A family of Microsoft relational database management systems designed for ease of use.
To build a data base composed of correctly normalized tables you design those tables in accordance with 'Normal Forms'. These are a set of rules, governed by formal principles as set out below.
To keep things simple let's look at the first three normal forms. This is not to say that the higher normal forms are unimportant, and where necessary a database should be normalized to as high form as possible, but in most cases a table which is normalized to Third Normal Form will also be normalized to the higher normal forms.
Before looking at the normal forms themselves, let's look at the terms used in the formal definitions:
Loosely speaking, in the language of the relational model, a relvar (relation variable) equates to a table, a tuple to a row (record) and an attribute to a column (field).
First Normal Form: A relvar is in 1NF if and only if, in every legal value of that relvar, every tuple contains exactly one value for each attribute.
This means that in each row in a table there should not be multiple values of an attribute, e.g. in a table of Orders there should not be multiple values in one column for the items ordered, Apples,Bananas,Oranges for instance, or in separate columns named Item1, Item2, Item3. If the table were to have two columns OrderNumber and Item it would be in1NF as each row has one value of each of the two attribyutes.
Each of the two columns is a foreign key referencing the primary keys of Orders and Items tables respectively.
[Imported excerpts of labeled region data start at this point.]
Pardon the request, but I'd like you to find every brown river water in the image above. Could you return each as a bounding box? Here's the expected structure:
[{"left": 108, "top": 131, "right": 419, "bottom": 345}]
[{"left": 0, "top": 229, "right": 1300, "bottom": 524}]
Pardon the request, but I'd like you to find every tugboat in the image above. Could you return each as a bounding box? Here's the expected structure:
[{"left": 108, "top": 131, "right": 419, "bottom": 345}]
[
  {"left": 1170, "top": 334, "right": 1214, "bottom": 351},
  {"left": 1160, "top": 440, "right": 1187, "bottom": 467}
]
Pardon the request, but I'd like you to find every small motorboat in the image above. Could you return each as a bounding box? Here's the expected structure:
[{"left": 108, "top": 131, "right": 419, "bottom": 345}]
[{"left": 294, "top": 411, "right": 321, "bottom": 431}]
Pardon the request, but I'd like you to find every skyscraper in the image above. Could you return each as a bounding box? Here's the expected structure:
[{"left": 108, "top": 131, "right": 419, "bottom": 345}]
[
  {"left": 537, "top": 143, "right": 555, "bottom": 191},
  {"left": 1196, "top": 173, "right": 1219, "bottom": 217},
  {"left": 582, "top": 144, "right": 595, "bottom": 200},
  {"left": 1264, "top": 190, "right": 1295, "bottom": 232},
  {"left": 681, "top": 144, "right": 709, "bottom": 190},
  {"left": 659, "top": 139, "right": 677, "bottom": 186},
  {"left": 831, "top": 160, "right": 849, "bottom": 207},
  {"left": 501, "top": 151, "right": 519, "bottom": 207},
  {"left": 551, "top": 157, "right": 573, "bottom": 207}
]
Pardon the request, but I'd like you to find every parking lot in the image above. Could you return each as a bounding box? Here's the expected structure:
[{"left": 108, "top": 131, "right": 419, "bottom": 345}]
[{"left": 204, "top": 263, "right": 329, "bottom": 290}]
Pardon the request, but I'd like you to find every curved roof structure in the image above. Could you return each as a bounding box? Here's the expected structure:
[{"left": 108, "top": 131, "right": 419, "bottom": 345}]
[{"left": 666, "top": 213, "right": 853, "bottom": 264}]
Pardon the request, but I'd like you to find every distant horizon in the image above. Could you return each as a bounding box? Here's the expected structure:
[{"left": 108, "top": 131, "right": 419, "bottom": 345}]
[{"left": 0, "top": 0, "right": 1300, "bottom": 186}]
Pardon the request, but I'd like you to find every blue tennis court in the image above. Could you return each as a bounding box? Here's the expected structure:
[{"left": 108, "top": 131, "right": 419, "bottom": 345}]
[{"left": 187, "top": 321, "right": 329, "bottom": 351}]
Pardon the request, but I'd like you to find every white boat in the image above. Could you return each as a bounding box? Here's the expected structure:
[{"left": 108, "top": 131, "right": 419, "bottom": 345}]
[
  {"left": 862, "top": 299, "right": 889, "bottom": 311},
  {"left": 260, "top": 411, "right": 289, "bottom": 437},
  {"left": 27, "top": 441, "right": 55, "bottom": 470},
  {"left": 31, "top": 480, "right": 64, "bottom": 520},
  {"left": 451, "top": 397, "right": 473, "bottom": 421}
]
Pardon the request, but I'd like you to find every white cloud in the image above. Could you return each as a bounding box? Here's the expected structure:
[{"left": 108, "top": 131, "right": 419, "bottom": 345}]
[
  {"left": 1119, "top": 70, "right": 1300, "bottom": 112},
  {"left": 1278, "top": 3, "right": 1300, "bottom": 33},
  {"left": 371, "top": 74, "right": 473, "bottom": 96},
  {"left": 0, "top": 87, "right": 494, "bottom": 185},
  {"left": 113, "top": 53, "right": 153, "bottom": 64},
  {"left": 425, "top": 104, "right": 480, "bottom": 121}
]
In combination the two columns are the key of the table, so can be designated as its composite primary key.
Second Normal Form: A relvar is in second normal form if and only if it is in 1NF and every non-key attribute is irreducibly dependent on the primary key.
This means that, if a table is in 1NF as defined above, each column in it which is not a part of a key must be determined by the whole of the key. Let's assume we have a table or orders with columns OrderNumber, Item and Customer. The table is in 1 NF because in each row we have only one value of each of the three attributes. The tables key, however, is a composite one of OrderNumber and Item as the values in these two columns in combination uniquely identify each row. However, Customer is determined by OrderNumber as each order is by one customer only, so this is not determined by the key, but by only one part of it. If we decompose this table into two tables with columns OrderNumber and Item in one, and OrderNumber and Customer in the other, the two tables would be in 2NF as the first table would be 'all key', i.e. its key is a composite one of its only two columns. In the second there would be only one row per OrderNumber value as this is the key and Customer is determined by its value and nothing else.
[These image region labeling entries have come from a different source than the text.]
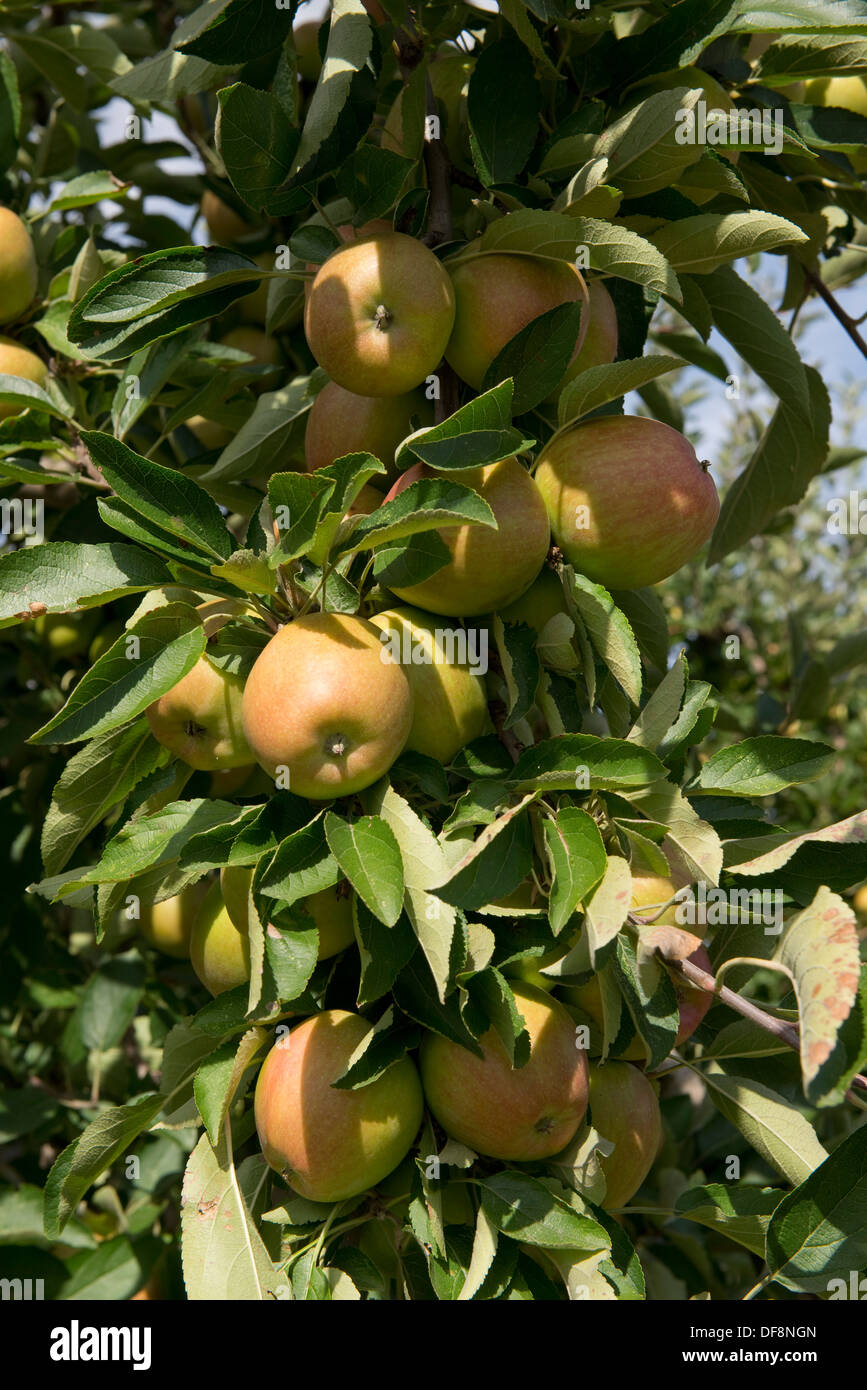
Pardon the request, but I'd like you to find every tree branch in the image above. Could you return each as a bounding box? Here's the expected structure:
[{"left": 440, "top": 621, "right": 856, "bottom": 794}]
[
  {"left": 802, "top": 265, "right": 867, "bottom": 357},
  {"left": 666, "top": 959, "right": 867, "bottom": 1091}
]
Third Normal Form: A relvar is in 3NF if and only if it is in 2NF and every non-key attribute is nontransitively dependent on the primary key.
For this let's assume our second table from the above example has, in addition to the OrderNumber and Customer columns, a CustomerAddress column. We've already seen that Customer is determined by the key, OrderNumber. CustomerAddress is also determined by the key in that, once we know the order number we know the address of the customer placing the order. However, CustomerAddress is also determined by the non-key attribute Customer as, once we know who is the customer we know their address (we are assuming for this example that customers never change their address). So CustomerAddress is transitively determined by the key, OrderNumber, via Customer, so the table is not in 3NF. If we decompose the table as follows:
Orders
….OrderNumber (key)
….Customer
Customers
….Customer (key)
….CustomerAddress
then in each table the non-key column is determined solely by the whole of the key, and each table is consequently in 3NF.
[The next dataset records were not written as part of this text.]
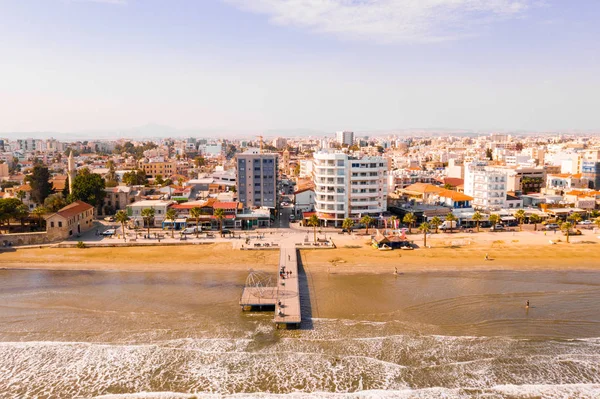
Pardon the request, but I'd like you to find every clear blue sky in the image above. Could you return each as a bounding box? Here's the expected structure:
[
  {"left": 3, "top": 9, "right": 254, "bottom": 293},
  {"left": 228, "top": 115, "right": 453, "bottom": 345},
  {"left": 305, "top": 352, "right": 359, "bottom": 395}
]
[{"left": 0, "top": 0, "right": 600, "bottom": 132}]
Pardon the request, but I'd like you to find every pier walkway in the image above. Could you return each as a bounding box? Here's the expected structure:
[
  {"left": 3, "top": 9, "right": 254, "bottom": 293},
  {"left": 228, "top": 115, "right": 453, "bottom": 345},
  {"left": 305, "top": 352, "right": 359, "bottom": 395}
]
[
  {"left": 273, "top": 248, "right": 302, "bottom": 327},
  {"left": 240, "top": 248, "right": 302, "bottom": 328}
]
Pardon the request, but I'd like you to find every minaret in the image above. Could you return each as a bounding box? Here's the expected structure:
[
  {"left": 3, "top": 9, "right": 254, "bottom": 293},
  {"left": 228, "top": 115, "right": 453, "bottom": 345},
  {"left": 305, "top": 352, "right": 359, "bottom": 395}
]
[
  {"left": 67, "top": 150, "right": 77, "bottom": 194},
  {"left": 283, "top": 148, "right": 290, "bottom": 174}
]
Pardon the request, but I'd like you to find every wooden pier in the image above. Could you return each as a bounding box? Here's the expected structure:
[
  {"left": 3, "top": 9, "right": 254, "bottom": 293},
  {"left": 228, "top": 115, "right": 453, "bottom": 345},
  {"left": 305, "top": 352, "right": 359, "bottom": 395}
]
[{"left": 240, "top": 248, "right": 302, "bottom": 328}]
In reality we'd use 'surrogate' numeric keys, so the tables would be:
Orders
….OrderNumber (primary key)
….CustomerID
Customers
….CustomerID (primary key)
….Customer
….CustomerAddress
CustomerID would be an autonumber in Customers, of which it is the primary key, and a long integer number in Orders, in which it is a foreign key referencing the primary key of Customers.
Orders has a many-to-many relationship type with Items, i.e. each order can be for multiple items, and each item can be ordered in multiple orders. A many-to-many table is modelled by a further table which resoles it into two or more one-to-many relationship types, so in this case we'd have the following tables:
Items
….ItemID (primary key)
….Item
….UnitPrice
OrderDetails
….OrderNumber (foreign key)
….ItemID (foreign key)
….UnitPrice
….Quantity
The primary key of OrderDetails is a composite one of the two foreign keys OrderNumber and ItemID. Note that both Items and OrderDetails columns have UnitPrice columns. This might seem to mean that OrderDetails is not in 3NF as it is determined by one part of the key, ItemID rather than solely by the whole of the composite key. This is not the case, however, as prices change over time. The unit price in Items is the current price of the item, and will be updated each time the price changes. The unit price in OrderDetails, on the other hand, is that at the time when the order was made and is obtained from the current price in Items when the row is inserted into the table, but thereafter remains static regardless of any changes to the price of the item. Consequently UnitPrice in OrderDetails is determined by the whole of the key, and the table is in 3NF.
Why does all this matter? Well, if tables are not correctly normalized they will contain redundancies, i.e. each 'fact' might be stated multiple times in different rows. This allows update anomalies where 'facts' in different rows are not consistent with each other, so the data is unreliable.